Le nuove norme dopo Pasqua
La cabina di regia, in sostanza, ha confermato la gran parte delle ipotesi della vigilia, con il giallo che sparisce dai radar italiani almeno fino al 30 aprile e la scuola riaperta fino alla prima media anche in zona rossa. Un’età fino alla quale è stato dimostrato – sottolinea ancora Draghi – il contagio non ha ancora un’incidenza così alta, perché sono tutte le attività peri e para scolastiche ad aumentare i contagi», come il trasposto pubblico o le attività extrascolastiche (tipo lo sport).
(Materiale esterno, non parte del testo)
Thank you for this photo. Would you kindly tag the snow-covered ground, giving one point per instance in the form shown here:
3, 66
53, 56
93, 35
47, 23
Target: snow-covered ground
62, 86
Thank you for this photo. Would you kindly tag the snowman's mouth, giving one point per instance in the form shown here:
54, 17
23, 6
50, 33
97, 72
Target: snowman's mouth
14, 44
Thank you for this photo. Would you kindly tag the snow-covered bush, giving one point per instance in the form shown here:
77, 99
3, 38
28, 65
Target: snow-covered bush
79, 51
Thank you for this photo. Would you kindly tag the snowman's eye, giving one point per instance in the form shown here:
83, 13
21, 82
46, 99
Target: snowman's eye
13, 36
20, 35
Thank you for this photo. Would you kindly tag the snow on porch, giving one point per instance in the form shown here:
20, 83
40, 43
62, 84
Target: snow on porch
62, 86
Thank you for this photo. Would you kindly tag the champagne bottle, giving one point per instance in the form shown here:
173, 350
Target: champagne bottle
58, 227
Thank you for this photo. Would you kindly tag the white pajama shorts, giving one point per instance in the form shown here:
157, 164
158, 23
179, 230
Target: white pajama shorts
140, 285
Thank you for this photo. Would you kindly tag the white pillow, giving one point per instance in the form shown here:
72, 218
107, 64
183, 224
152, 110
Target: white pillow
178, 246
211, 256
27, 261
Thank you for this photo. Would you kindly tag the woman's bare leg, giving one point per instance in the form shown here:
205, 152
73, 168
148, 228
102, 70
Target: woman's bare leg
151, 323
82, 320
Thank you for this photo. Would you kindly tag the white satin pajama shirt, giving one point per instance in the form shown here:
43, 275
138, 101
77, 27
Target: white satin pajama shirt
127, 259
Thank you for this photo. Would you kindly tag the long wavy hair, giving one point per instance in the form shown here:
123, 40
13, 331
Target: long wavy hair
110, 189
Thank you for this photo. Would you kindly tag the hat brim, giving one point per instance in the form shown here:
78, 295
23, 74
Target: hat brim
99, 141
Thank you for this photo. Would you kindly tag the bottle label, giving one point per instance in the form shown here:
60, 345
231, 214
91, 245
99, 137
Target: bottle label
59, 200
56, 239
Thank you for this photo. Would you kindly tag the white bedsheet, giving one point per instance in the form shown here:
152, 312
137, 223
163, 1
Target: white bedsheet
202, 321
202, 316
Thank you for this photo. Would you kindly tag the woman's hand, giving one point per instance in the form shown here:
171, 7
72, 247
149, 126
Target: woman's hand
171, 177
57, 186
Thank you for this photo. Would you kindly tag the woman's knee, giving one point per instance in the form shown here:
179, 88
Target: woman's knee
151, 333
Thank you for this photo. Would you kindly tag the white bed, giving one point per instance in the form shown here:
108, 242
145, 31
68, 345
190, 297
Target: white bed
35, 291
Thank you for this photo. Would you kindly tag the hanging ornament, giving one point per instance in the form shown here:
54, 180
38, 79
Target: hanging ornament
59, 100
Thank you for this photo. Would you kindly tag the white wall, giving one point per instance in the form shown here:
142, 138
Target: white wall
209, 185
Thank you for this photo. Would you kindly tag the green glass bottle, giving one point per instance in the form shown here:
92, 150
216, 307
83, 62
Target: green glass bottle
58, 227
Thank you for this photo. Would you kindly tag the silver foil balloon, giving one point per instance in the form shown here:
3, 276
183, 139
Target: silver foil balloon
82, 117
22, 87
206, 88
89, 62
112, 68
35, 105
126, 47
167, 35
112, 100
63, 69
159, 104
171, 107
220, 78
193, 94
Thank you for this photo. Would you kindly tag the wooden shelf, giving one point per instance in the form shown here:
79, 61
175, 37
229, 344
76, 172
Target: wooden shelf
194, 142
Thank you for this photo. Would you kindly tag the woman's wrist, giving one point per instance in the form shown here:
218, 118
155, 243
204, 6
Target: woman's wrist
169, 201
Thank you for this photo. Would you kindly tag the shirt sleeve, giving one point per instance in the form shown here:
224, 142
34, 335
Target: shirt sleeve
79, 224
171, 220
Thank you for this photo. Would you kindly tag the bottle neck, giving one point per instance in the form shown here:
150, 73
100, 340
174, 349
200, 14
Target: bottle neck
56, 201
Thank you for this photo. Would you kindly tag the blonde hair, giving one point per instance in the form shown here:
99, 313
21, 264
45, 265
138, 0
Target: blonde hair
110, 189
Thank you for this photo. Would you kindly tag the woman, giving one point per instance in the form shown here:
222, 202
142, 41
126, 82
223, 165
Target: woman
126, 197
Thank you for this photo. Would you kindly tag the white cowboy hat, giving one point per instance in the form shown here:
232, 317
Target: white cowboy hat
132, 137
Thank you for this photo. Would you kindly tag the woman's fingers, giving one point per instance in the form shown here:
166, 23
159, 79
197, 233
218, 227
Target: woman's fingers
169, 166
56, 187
Certo chiusure e aperture dipendono dai dati, queste misure hanno dimostrato di non essere campate per aria, secondo Draghi, anche se «è desiderabile riaprire, ma quando e cosa dipende dai numeri». Tuttavia non si escludono «cambiamenti in corso».
La ripresa
Visto che adesso però la luce in fondo al tunnel inizia a vedersi, per Draghi il passo fondamentale è pianificare bene il post pandemia, per cui «prima degli investimenti è bene pensare a fare una politica economica ben disegnata per i prossimi sei mesi, e questo vale a livello italiano e ancor più di Ue». Questo significa, per l’ex presidente della Bce, «mantenere una politica fiscale espansiva in tutti i Paesi europei», come già stanno facendo in parte Germania e Francia. «Il punto vero è fare abbastanza – aggiunge- oggi il pericolo è fare troppo poco». Ciò significa ad un certo punto creare posti di lavoro, perché la disoccupazione crescerà, puntando su transizione ecologia e digitalizzazione, accanto a fare cose già approvate ma non fatte per problemi burocratici. Insomma «attuare il vecchio che va bene e aprire il nuovo che va bene».